The U.S. Air Force Hearing Conservation program is designed to help prevent and or minimize noise induced hearing loss to workers assigned in hazardous noise areas.
Most Airmen assigned to flying squadrons and squadrons that support the flying mission such as maintenance squadrons, are just a few of the organizations affected by this program, according to Master Sgt. David Tolson, 628th Medical Group Public Health noncommissioned officer in charge.
The Hearing Conservation Program is a component of the Air Force Office of Safety and Health program designed to protect workers from the harmful effects of hazardous noise. This requires identifying all areas where workers are exposed to hazardous noise and reducing exposure through engineering or administrative controls, personal protective equipment or worker placement.
The 628th Medical Group Public Health staff conducts audiometric testing program, fits hearing protection devices at initial audiograms, and provides counseling on audiometric results and monitors audiometric compliance. They also track compliance of follow-up tests and ensure referrals are made to the appropriate Primary Care Manager team and regional audiology or hearing conservation referral center.
The 628th MDG Bioenvironmental Engineering Flight performs noise surveys and dosimetry to quantify noise hazards to industrial shops.

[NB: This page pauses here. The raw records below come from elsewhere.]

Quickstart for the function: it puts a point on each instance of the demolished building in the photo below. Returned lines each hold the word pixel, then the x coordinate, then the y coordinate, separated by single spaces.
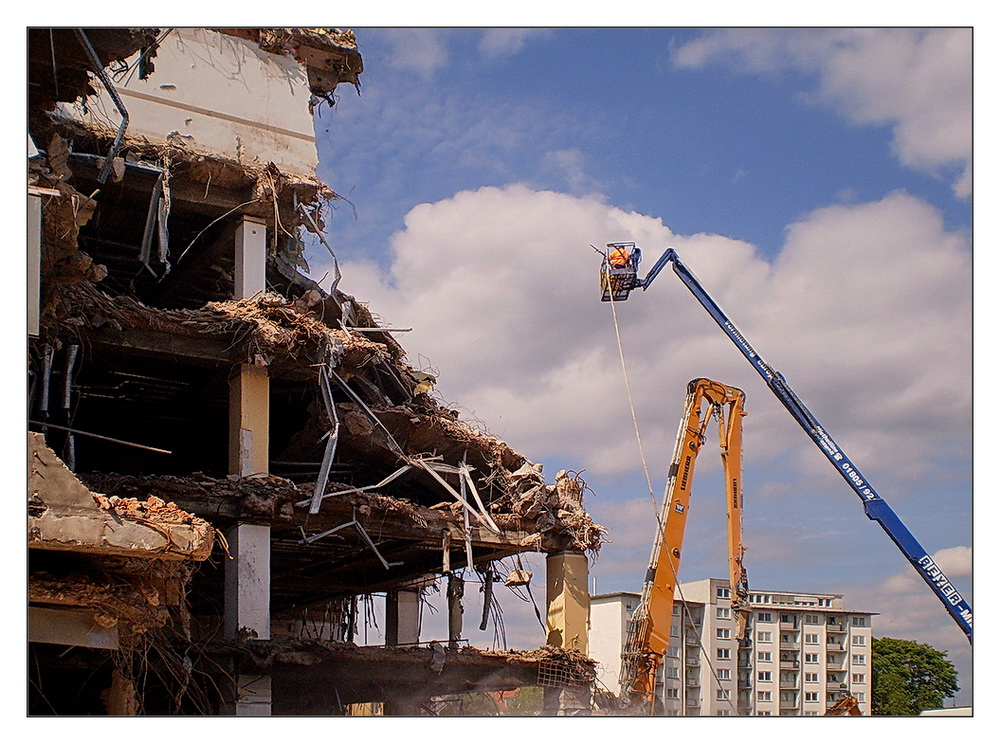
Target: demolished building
pixel 226 461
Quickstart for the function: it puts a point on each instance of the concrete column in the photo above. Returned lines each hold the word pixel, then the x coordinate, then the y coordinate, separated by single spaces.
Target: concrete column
pixel 567 601
pixel 251 259
pixel 248 574
pixel 402 617
pixel 34 263
pixel 249 420
pixel 248 582
pixel 456 590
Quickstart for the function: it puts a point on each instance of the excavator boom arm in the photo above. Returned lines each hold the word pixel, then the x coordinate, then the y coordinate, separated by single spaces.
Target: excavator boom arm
pixel 875 507
pixel 648 635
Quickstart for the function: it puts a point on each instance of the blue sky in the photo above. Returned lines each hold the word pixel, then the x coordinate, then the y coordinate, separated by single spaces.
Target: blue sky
pixel 818 182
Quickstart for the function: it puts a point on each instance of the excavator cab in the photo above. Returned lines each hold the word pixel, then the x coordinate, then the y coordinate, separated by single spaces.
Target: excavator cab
pixel 619 271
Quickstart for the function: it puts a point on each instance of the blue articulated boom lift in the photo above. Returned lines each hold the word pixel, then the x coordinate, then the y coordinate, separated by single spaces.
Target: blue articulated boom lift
pixel 619 276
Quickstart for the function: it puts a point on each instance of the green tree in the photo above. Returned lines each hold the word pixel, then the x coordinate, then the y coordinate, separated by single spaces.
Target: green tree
pixel 909 677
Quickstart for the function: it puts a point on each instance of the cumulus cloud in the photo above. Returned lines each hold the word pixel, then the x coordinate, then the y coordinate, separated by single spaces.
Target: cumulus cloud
pixel 909 610
pixel 918 81
pixel 866 311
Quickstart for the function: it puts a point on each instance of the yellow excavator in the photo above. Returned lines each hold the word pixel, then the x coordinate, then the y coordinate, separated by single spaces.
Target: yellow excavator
pixel 846 706
pixel 648 633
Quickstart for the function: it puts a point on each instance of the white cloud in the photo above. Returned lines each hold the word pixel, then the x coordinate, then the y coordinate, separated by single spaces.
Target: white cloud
pixel 866 311
pixel 919 81
pixel 909 610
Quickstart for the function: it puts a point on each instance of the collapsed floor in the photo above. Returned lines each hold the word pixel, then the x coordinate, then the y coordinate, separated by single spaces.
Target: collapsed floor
pixel 368 482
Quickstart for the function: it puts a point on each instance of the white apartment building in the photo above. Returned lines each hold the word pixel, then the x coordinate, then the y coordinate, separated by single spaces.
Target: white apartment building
pixel 805 651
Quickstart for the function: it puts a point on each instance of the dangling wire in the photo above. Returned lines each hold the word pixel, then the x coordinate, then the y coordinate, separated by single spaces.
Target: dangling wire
pixel 631 402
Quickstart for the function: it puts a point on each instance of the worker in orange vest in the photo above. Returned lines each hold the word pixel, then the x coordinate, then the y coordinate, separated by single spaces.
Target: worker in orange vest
pixel 619 257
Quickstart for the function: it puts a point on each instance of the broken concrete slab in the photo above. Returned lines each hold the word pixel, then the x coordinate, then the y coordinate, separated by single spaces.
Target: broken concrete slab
pixel 64 514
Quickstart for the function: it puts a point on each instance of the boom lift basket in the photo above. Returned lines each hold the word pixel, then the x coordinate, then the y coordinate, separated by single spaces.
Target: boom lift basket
pixel 619 271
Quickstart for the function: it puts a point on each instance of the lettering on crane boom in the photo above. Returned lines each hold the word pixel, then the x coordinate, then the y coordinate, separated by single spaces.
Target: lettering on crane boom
pixel 686 473
pixel 742 341
pixel 855 477
pixel 938 579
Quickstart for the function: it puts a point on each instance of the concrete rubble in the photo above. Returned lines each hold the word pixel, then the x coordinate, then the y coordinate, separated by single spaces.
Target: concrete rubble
pixel 174 421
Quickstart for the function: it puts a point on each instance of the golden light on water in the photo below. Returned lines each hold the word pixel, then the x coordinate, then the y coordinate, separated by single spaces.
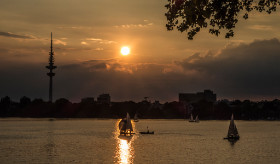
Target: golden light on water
pixel 124 148
pixel 125 51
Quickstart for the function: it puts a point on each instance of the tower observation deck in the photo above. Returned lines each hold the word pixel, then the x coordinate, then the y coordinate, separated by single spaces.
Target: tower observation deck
pixel 51 67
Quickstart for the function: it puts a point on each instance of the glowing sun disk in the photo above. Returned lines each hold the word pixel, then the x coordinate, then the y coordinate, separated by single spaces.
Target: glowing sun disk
pixel 125 51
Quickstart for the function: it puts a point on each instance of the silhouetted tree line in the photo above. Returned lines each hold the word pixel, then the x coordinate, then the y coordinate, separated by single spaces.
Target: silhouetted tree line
pixel 63 108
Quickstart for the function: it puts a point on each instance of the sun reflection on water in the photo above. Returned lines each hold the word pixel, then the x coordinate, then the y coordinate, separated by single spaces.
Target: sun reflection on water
pixel 124 149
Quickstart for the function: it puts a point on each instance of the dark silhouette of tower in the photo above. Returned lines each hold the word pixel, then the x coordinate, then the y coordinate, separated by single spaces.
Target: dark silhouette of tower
pixel 51 66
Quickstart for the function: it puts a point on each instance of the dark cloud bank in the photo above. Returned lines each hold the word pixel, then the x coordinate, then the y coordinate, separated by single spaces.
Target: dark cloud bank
pixel 11 35
pixel 246 71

"They help determine permissible exposure limits for shop personnel exposed to continuous or intermittent exposures and impulse or impact exposures during these surveys," said Tolson.
The Public Health staff also assists in determining the appropriate health surveillance for exposed personnel.
It is up to workplace supervisors to help protect the hearing of assigned personnel by ensuring protective engineering controls, administrative controls, and personal protective equipment are used correctly by all workers and to ensure their workplace complies with all OSHA, DoD and Air Force HCP requirements said Tolson.
In addition, the program helps reduce claims for hearing loss against the Air Force.